OID 1.3.6.1.2.1.25.1.1 corresponds to HOST-RESOURCES-MIB::hrSystemUptime. hrSystemUptime is similar to sysUpTime in the SNMP MIB-II, but it's part of the Host Resources MIB. It represents the amount of time since the host was last initialized.

telegraf@abf4573b2ca9:/$ snmpget -v2c -c ouzycn 192.168.1.253 1.3.6.1.2.1.25.1.1.0
iso.3.6.1.2.1.25.1.1.0 = Timeticks: (188642200) 21 days, 20:00:22.00

telegraf@abf4573b2ca9:/$ snmpget -v2c -c ouzycn 192.168.1.253 HOST-RESOURCES-MIB::hrSystemUptime.0
HOST-RESOURCES-MIB::hrSystemUptime.0 = Timeticks: (188642537) 21 days, 20:00:25.37

  - name: sysUpTime
    oid: 1.3.6.1.2.1.1.3
    type: gauge
    help: The time (in hundredths of a second) since the network management portion
      of the system was last re-initialized. - 1.3.6.1.2.1.1.3

iso.3.6.1.2.1.1.3.0 is the full OID for the sysUpTime object, representing the time since the last system start-up.

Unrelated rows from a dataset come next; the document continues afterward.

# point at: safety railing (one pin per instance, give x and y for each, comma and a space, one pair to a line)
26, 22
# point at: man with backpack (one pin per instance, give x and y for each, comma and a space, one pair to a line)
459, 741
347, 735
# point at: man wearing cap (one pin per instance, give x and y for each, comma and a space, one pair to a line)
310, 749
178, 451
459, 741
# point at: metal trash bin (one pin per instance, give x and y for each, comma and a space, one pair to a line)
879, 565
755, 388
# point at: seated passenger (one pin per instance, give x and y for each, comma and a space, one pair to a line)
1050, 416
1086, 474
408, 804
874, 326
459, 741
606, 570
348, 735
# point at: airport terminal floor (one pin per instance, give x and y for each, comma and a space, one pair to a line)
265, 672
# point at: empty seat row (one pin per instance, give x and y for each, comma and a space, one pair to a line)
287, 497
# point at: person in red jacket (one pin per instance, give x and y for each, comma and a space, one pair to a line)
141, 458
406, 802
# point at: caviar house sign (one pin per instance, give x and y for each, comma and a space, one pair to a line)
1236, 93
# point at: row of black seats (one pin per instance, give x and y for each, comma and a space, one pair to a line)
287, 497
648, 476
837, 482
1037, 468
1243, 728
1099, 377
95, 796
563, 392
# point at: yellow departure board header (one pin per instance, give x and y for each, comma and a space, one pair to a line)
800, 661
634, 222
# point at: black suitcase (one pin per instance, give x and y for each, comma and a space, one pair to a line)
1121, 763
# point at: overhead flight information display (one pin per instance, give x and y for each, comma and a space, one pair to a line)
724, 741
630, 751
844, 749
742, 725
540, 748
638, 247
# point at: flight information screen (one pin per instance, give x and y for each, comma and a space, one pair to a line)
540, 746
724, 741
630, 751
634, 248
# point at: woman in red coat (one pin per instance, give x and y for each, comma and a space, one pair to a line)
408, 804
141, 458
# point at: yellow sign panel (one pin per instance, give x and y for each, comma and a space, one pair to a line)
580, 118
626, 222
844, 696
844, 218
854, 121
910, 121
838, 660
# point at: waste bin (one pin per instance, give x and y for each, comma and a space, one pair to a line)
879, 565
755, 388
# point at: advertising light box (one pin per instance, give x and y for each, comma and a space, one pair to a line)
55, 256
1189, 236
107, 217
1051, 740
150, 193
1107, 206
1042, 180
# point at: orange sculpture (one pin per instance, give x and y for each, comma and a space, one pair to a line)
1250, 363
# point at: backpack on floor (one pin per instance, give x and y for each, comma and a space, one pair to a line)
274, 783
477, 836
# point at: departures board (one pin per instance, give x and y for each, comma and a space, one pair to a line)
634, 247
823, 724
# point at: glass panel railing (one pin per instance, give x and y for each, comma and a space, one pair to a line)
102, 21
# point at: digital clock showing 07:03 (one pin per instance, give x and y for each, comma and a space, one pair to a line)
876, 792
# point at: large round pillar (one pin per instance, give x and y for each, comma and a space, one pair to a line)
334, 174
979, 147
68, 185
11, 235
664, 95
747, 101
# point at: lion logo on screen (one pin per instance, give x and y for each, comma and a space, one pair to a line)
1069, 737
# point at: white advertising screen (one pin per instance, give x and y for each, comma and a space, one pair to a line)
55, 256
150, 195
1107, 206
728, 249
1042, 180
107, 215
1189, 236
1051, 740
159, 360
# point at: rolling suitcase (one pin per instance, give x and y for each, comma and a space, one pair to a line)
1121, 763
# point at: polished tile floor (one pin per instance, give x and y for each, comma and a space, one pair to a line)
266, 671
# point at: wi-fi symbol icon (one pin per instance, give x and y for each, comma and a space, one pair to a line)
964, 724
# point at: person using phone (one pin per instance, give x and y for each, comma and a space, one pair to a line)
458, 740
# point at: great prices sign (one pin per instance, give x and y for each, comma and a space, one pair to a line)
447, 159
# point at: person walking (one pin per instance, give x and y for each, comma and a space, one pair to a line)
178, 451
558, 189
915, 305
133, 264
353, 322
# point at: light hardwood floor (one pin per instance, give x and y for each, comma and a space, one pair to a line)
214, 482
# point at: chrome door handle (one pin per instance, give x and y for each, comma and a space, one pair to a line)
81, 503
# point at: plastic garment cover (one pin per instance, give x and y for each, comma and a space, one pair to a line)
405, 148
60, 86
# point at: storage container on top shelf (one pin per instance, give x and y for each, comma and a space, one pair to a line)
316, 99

telegraf@abf4573b2ca9:/$ snmpget -v2c -c ouzycn 192.168.1.253 1.3.6.1.2.1.1.3.0
iso.3.6.1.2.1.1.3.0 = Timeticks: (6095747) 16:55:57.47

According to the below info, I think what you were using hrSystemUptime is correct.

The difference between the OIDs 1.3.6.1.2.1.25.1.1 and 1.3.6.1.2.1.1.3.0 in SNMP lies in their origin and specific use cases:

  1. OID 1.3.6.1.2.1.1.3.0 (sysUpTime):
  1. OID 1.3.6.1.2.1.25.1.1 (hrSystemUptime):

In summary, while both OIDs report uptime, sysUpTime is specific to the network management subsystem and can reset independently of the host system, whereas hrSystemUptime is specific to the host system's uptime and resets only when the entire system restarts. This distinction is important when monitoring the uptime for network devices vs. the actual hosts/servers they are part of.